Another tool that may help for consistency is cruise control. If you do not want to hold the controller sticks - you can tap the cruise control button, and the drone will keep its current speed and course during the flight. It is handy for larger area scans when holding the stick at maximum position may be cumbersome. Combined with timed shots and speed settings - this is quite close to an autonomous flight. Remember that you will not be able to alter the course of the drone until you deactivate the cruise control.
To avoid motion blur in the photos - camera shutter speed is a priority to flight speed. If necessary, increase the photo capture interval to reduce the flight speed or increase the camera shutter speed to avoid blurry photos.

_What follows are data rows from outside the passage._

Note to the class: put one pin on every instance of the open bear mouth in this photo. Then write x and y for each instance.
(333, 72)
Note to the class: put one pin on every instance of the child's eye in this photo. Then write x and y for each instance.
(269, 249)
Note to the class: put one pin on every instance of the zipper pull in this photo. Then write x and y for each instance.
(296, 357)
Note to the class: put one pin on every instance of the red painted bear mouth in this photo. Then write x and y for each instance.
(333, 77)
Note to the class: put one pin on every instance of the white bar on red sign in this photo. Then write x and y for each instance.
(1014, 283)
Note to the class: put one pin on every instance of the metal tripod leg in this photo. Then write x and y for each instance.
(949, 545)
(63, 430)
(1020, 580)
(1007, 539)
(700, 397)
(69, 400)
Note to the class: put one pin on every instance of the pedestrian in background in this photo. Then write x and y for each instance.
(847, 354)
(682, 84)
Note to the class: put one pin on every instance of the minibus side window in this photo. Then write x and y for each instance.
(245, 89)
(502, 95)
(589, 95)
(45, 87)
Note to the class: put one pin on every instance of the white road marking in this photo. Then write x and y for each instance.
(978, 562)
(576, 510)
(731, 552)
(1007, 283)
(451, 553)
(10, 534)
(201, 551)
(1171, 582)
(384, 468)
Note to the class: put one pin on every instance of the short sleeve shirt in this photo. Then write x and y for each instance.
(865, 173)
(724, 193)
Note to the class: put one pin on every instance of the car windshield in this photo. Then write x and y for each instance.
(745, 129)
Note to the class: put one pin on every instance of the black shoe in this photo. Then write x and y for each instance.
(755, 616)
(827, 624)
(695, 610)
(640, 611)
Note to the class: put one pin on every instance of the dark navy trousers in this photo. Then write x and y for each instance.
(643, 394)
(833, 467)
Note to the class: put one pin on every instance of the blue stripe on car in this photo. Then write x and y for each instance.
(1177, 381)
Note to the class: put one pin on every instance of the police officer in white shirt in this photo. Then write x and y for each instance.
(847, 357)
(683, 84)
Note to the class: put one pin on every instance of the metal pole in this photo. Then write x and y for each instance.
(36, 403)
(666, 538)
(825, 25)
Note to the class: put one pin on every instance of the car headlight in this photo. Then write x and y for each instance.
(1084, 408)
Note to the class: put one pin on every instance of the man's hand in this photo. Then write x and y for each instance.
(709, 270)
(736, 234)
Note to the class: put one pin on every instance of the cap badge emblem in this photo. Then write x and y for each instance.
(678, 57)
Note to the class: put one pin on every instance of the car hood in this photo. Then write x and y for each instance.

There is no point in having the correct overlap if your images contain motion blur.
When you set a maximum speed for Cine mode, the acceleration will also reduce. Therefore, the drone will take a few moments to reach the top speed, even if the top speed is as low as 3 meters per second—just a thing to keep in mind.
The speed tables or calculations do not apply to orbital flights. When flying around a target, the overlap calculation gets more complicated. The great thing is that orbital scans are less sensitive to lesser overlap, and it is usually relatively easy to take "enough" photos. Use a safe value between 1.5 to 3 meters per second for most orbital flights with a 2-second interval capture.
You can safely use the same speed calculation if you are doing any type of grid flight, including oblique grids with any camera angle and even vertical scans. Of course, with a vertical scan, the altitude becomes the distance to your subject while speed becomes your drone's movement speed up and down or side to side. Finally, all speed calculations apply to waypoint flights just as well.
Speed is a simple but essential concept in photogrammetry. Speed enables proper photo capture with required overlap impacts, motion blur in the photos and overall mission length. The control we get with the latest drones allows us to do consistent manual photogrammetry without needing third-party apps or expensive enterprise-grade drones with automatic flights. If you are unsure what speed will give you the required overlap for 3D reconstruction - use our calculator or the tables, and you will succeed.